Further to my
previous thread here, I have bitten the bullet and swapped out the focuser on my FSQ106 with a new FTF3515 from Feather Touch. A very nice piece of hardware it is (if a tad expensive!). The improvement in the data quality is huge with what now appears to be a nice flat field as measured by the tools in Pixinsight and examined visually.
I am, however, still having difficulties with star alignment when registering the images taken either side of the meridian so there is definitely something awry with the data. I've tried RegiStar and Pixinsight and both give me the same (bad) results. That is that the bright stars do not quite line up in the registered images. Blinking back and forth shows the bright stars to be not aligned. If I take this data through the full image integration and channel combination process I know that I will finish up with coloured flares around the stars which is not good.
There is a
link here to a Dropbox folder which contains pre and post meridian flip images. I have saved the raw and calibrated subs in *.fits format and *.xisf format.

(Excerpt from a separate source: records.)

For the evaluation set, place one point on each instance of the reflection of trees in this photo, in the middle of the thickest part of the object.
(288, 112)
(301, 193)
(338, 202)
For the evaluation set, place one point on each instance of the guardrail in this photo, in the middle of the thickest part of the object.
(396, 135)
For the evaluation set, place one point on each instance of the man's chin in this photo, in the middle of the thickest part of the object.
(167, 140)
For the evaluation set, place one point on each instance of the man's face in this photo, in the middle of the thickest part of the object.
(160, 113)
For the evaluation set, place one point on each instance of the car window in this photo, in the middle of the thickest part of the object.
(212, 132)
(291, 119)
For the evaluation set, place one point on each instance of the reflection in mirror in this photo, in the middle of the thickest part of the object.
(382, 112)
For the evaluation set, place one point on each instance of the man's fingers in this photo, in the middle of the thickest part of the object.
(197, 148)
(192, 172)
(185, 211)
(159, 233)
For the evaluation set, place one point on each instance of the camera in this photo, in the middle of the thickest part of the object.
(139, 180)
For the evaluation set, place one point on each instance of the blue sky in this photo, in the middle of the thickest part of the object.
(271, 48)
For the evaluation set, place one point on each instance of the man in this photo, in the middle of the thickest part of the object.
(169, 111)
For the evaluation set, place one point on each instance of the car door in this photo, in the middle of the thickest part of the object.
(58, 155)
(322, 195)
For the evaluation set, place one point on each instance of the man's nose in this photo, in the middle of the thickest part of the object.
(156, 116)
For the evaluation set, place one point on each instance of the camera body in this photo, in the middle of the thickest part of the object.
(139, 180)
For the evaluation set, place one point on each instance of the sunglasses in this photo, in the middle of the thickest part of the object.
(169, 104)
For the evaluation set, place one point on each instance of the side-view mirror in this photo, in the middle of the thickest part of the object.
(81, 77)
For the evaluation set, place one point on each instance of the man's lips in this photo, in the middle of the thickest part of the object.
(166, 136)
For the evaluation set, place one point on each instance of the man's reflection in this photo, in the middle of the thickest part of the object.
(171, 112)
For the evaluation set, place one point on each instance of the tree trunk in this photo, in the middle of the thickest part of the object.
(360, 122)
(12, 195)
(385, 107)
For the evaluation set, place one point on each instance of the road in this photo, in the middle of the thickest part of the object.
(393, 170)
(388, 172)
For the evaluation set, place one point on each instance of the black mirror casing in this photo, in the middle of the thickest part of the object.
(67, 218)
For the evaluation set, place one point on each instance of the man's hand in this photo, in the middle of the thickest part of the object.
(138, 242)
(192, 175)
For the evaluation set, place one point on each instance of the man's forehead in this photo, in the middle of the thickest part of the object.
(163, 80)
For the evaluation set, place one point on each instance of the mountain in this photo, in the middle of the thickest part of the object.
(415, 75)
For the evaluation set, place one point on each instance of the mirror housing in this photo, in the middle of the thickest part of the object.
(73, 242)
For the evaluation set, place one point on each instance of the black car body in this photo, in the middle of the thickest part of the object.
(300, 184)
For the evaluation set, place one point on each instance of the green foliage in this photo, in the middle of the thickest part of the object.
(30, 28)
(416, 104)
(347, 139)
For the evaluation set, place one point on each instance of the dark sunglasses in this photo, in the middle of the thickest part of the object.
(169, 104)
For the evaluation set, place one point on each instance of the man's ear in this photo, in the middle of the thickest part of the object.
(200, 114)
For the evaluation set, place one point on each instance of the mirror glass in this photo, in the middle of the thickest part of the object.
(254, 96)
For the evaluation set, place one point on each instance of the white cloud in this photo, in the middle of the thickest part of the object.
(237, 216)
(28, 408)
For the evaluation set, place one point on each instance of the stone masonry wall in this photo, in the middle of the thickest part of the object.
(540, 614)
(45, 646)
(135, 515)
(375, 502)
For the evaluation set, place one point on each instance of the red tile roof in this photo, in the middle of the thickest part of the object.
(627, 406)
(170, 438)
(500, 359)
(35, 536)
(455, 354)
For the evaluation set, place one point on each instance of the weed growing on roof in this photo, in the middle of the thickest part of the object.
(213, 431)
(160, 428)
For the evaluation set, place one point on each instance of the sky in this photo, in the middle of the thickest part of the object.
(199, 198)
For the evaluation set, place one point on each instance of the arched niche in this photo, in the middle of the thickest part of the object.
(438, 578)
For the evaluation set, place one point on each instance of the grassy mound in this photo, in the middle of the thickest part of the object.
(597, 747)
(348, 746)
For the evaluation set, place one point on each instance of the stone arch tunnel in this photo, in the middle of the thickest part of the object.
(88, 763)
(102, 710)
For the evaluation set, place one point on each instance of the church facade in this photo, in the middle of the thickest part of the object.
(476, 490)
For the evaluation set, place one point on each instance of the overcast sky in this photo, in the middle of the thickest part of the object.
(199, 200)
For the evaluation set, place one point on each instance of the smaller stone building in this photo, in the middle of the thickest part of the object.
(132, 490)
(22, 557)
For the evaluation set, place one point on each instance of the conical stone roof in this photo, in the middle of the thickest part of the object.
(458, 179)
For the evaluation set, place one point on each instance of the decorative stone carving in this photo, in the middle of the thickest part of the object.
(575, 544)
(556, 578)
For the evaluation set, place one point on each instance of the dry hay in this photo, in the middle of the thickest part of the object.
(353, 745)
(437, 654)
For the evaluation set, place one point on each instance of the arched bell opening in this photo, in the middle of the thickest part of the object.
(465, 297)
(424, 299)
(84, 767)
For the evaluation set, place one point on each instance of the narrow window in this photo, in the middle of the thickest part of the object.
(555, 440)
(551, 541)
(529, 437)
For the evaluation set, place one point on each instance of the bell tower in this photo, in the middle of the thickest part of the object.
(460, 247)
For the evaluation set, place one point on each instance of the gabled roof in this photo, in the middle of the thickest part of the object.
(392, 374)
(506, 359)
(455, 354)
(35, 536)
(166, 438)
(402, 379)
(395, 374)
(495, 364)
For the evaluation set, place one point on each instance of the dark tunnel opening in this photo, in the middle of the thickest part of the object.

The attached images show the output from the aberration inspector script and the FWHM eccentricity script in Pixinsight. These indicate that the data is clean and the field is relatively flat with no obvious tilt or field curvature. If I take the time to peer very intently at the brighter stars in the images I can maybe see some slight elongation that is different in the pre and post flip images but it is very small and I am needing to zoom in to 200% to pick anything. At the end of the day though, there is something in this data which is causing the brighter stars in a registered image to not line up.
I'm working on the assumption that I may still have some residual tilt that my eye and the PI tools are not picking up. This being the case, I would like to hand over this data to my learned colleagues on this forum to see if anyone wants to forensically analyze this data and see what can be found.